Latest revision as of 16:41, August 12, 2009


The annotated outline from the ESIP meeting in Santa Barbara follows. Actual development of the report is being done in Google docs. The titles of each of the main sections in the outline will take you to the Google Earth document for that section. If you don't have access, then you either don't have a Google account or you aren't a member of this ESIP cluster. If you'd like access and these problems are fixed, send an email to rduerr at nsidc dot org and I'll have Google send you an invitation to view/edit these documents.


Introduction

Crisp definition of provenance and context (use OAIS & USGCRP definitions) (Ruth and Mark)

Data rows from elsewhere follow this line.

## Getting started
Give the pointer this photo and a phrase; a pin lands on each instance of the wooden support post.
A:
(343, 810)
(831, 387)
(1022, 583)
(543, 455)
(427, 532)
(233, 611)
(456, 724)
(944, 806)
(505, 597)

Vision and objectives (Ruth & Mark)

Two page burning stories of success and failure (John, Tom, Dennis, Al Fleig)

Summary of the state of the art

  1. Digital Library work (Nancy, Bruce Wilson’s friends)
  2. Records management work (Tom Ross? Mark to find someone; Bruce Barkstrom to try also)
  3. Workflow community work (Frew? Brian? Paolo?)
  4. Earth science data community (Bruce Wilson, Ruth, Ken Casey?)

Lessons learned (use real examples and use cases wherever possible) (Bruce Barkstrom, Ruth)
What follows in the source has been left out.